The judge issued a ruling on a motion Friday in the case involving 76 Pomeranians seized from a Brooklyn man.

Greene Justice Dante Acunto decided late Friday afternoon that dogs seized from Stephen Fong at his Oxford property on Oct. 12 be held as evidence as long as needed. The seizure was made because of allegedly unsafe living conditions.

There was a dispute on Friday night about the impact this would have on efforts by the Chenango County SPCA to have the remaining dogs adopted.

The motion was one presented by defense attorney Scott Clippinger before Acunto at Thursday's hearing in the criminal case. Acunto had not ruled on a motion by Clippinger to dismiss the charges.

Deputies seized the dogs and removed 38 dead Pomeranians from Fong's property, and he was charged with failure to provide for an impounded animal, animal cruelty and false impersonation.

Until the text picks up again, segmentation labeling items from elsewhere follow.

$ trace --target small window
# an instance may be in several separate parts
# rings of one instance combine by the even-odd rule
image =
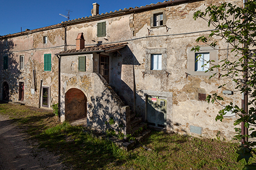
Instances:
[[[44,36],[44,44],[47,44],[47,36]]]
[[[106,22],[100,22],[97,24],[97,36],[106,36]]]
[[[4,56],[4,70],[8,69],[8,56]]]
[[[78,57],[78,71],[85,71],[85,56]]]
[[[43,87],[43,94],[42,95],[42,106],[49,107],[49,87]]]
[[[154,27],[163,25],[163,13],[154,15]]]
[[[51,70],[51,54],[44,55],[44,71]]]
[[[20,69],[24,69],[24,56],[20,56]]]
[[[7,38],[5,38],[4,39],[4,45],[5,46],[8,46],[8,39]]]
[[[162,54],[151,55],[151,70],[162,70]]]
[[[205,100],[206,99],[206,94],[198,94],[198,100]]]
[[[195,71],[205,71],[209,68],[209,63],[207,62],[210,60],[210,53],[196,53],[195,61]],[[206,65],[205,65],[206,64]]]

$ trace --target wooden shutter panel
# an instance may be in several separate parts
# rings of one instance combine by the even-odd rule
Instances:
[[[51,54],[44,55],[44,71],[51,71]]]
[[[106,36],[106,22],[100,22],[97,24],[97,36]]]
[[[8,56],[4,56],[4,70],[8,69]]]
[[[102,22],[101,23],[101,26],[102,26],[102,29],[101,36],[106,36],[106,22]]]
[[[85,71],[85,56],[78,57],[78,71]]]
[[[102,31],[102,27],[101,27],[102,24],[102,23],[101,23],[101,22],[98,23],[98,25],[97,25],[97,29],[98,29],[98,30],[97,30],[97,31],[97,31],[98,32],[97,32],[97,36],[98,37],[102,36],[102,35],[101,35]]]

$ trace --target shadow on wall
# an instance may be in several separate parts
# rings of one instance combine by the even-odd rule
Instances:
[[[119,104],[114,97],[107,89],[100,95],[91,97],[91,103],[87,106],[89,126],[95,128],[100,131],[125,131],[126,115],[121,110],[121,108],[125,106]]]
[[[114,57],[112,59],[113,75],[110,86],[125,104],[134,110],[135,84],[134,65],[139,65],[140,63],[128,46],[119,52],[122,57]]]
[[[19,92],[18,80],[22,79],[20,56],[14,54],[12,40],[0,41],[0,99],[12,100]],[[8,86],[8,88],[6,87]],[[8,91],[6,91],[8,90]],[[7,95],[7,96],[6,96]],[[18,98],[18,97],[17,97]]]

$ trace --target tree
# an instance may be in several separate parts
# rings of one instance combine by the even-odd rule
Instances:
[[[216,75],[231,79],[236,83],[236,90],[244,94],[245,102],[244,107],[230,103],[223,106],[225,108],[219,111],[216,121],[222,121],[227,112],[231,111],[238,116],[234,125],[242,124],[242,128],[235,128],[238,132],[236,135],[242,140],[242,144],[237,153],[237,162],[245,159],[248,164],[249,159],[253,157],[256,152],[253,148],[256,146],[256,142],[248,141],[247,138],[256,137],[256,1],[245,2],[243,7],[237,6],[231,3],[224,3],[217,6],[211,5],[205,11],[198,11],[194,14],[195,20],[202,18],[208,23],[208,27],[214,27],[215,30],[207,37],[201,36],[196,39],[215,48],[217,41],[208,42],[209,38],[213,36],[219,37],[226,40],[231,46],[231,52],[235,54],[235,58],[219,61],[219,64],[213,65],[206,72],[218,71],[210,76]],[[197,52],[199,46],[197,46],[192,50]],[[200,57],[200,56],[199,56]],[[214,61],[207,61],[212,63]],[[206,64],[205,64],[206,65]],[[218,75],[217,74],[218,74]],[[226,84],[219,88],[225,88]],[[221,100],[223,98],[217,94],[209,95],[206,98],[208,103],[217,102],[221,105]],[[247,133],[247,129],[250,134]],[[239,133],[242,132],[242,133]],[[244,169],[255,169],[256,164],[246,165]]]

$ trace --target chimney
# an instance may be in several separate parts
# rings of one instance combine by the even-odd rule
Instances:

The dogs were taken to the Chenango County SPCA, where they were given medical attention. The judge in the case at the time, John Weidman of Oxford Town Court, ordered Fong to pay the shelter $65,465 to cover costs for one month of care. When Fong failed to do so, Weidman ordered the dogs turned over to the SPCA for adoption.

The decision was appealed to Supreme Court Judge Kevin Dowd, who declined to overturn Weidman's decision in November. Weidman then recused himself from the case, and it was assigned to Acunto in late December.

Before his decision Friday, Acunto said by phone that it would be improper for him to comment on any aspect of the case.

Clippinger said that "the state has a responsibility for maintaining the property," when asked what it means for the dogs. If Fong is acquitted, he would expect his property returned and the shelter could be liable, he said.

The CCSPCA attorney, Michael Ferrarese, did not return a call for comment, but he earlier said that he would not be attending the session because he was handling only the civil suit, which was ended by Weidman's decision. Chenango County SPCA Executive Director Carol Hedlund also did not return a call for comment Friday. On Jan. 5, she said that 30 dogs had been adopted, and spaying and neutering of the remaining animals was proceeding.

Chenango County District Attorney Joseph McBride said, "I respectfully disagree with the court's reasoning and conclusions. It is highly unusual to overturn a matter heard by another town judge and examined by Supreme Court Judge Kevin Dowd."

That decision made the dogs the property of the SPCA, and McBride said that he did not have authority to tell it what to do.

"The important thing is that the dogs are safe and being cared for," he said, "and the issues will be worked out."